Our budget fiasco

Apart from naked greed and selfish political agendas, a faulty understanding of national budgeting principles may have led our legislators to feel little guilt or shame over their unprecedented self-serving national budget realignments. Massive amounts reallocated in the 2025 budget to spurious flood control projects came prominently from the defunding of nearly P300 billion in official development assistance (ODA) or foreign loan-funded projects and from relegating them to the unprogrammed budget. This part of the budget, which has ballooned after 2022, is, in effect, a “waiting list” of expenditure items that can only push through if unexpected additional funds become available. By implication, these are lower-priority expenditures that the country can afford to set aside in favor of those in the main or programmed budget.
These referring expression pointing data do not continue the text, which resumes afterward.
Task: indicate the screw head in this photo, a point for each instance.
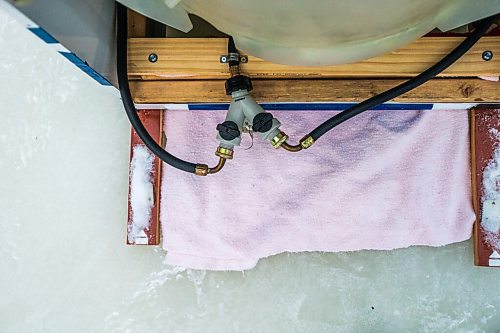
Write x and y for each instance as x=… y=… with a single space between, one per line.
x=153 y=57
x=487 y=55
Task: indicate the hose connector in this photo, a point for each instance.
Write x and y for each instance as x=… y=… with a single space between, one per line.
x=224 y=153
x=306 y=141
x=201 y=170
x=278 y=140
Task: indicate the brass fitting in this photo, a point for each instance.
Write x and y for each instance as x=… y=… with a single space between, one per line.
x=224 y=153
x=306 y=141
x=201 y=170
x=218 y=167
x=234 y=70
x=278 y=140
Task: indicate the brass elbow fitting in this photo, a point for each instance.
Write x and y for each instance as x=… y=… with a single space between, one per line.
x=279 y=139
x=225 y=153
x=201 y=170
x=306 y=141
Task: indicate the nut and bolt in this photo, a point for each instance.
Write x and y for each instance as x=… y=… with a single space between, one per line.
x=487 y=55
x=153 y=57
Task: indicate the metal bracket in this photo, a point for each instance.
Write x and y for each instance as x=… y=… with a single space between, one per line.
x=224 y=59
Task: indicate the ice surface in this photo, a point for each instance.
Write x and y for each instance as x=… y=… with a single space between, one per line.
x=64 y=266
x=141 y=193
x=490 y=219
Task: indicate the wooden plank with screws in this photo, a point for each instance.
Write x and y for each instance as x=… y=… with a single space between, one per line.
x=199 y=58
x=212 y=91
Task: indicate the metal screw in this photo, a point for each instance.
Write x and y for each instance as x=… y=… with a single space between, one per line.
x=153 y=57
x=487 y=55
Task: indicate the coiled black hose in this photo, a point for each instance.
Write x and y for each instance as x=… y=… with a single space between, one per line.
x=481 y=28
x=135 y=121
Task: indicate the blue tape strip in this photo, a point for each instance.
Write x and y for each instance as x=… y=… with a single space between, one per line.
x=44 y=35
x=86 y=68
x=312 y=106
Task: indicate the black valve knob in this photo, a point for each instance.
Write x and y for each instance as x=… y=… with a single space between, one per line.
x=238 y=82
x=262 y=122
x=228 y=130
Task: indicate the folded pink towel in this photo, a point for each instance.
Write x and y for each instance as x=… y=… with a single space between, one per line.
x=383 y=180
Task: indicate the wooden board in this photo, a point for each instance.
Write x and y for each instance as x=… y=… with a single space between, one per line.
x=153 y=121
x=321 y=90
x=483 y=144
x=198 y=58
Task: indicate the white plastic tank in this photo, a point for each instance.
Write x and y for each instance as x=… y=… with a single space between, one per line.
x=319 y=32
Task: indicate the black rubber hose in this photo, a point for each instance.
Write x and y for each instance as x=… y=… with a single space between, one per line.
x=135 y=121
x=231 y=48
x=403 y=88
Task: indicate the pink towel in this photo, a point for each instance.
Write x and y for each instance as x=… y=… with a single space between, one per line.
x=383 y=180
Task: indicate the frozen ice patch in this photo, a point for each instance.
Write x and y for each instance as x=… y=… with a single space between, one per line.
x=141 y=194
x=490 y=217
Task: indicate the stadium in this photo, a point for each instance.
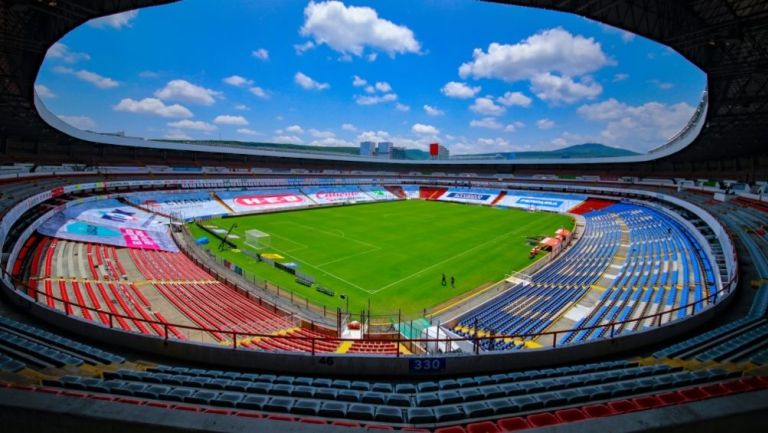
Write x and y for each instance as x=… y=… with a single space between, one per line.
x=164 y=285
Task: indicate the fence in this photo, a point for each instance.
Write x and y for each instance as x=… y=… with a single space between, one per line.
x=204 y=335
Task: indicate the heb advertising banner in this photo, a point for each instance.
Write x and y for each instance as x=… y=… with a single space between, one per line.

The problem is, ODA projects are nothing like that. They are by nature priority projects, having passed rigid scrutiny by the interagency Investment Coordination Committee and rigorous technical analysis by the Department of Economy, Planning, and Development (formerly National Economic and Development Authority). They form part of the Public Investment Program accompanying the Philippine Development Plan and are essential to the fulfillment of our PDP goals and targets. For our ODA partners, PIP projects are the “shopping list” of priority projects from which they can choose what to fund with their soft loans (loans with lower interest rates and longer grace periods and repayment terms) to be truly responsive to our development goals. These are most certainly not low-priority projects we can set aside in favor of budget insertions by legislators, many of which have turned out to be “ghost” projects that put fabulous sums in the pockets of conniving lawmakers, government officials, and contractors—as is now being exposed in full view.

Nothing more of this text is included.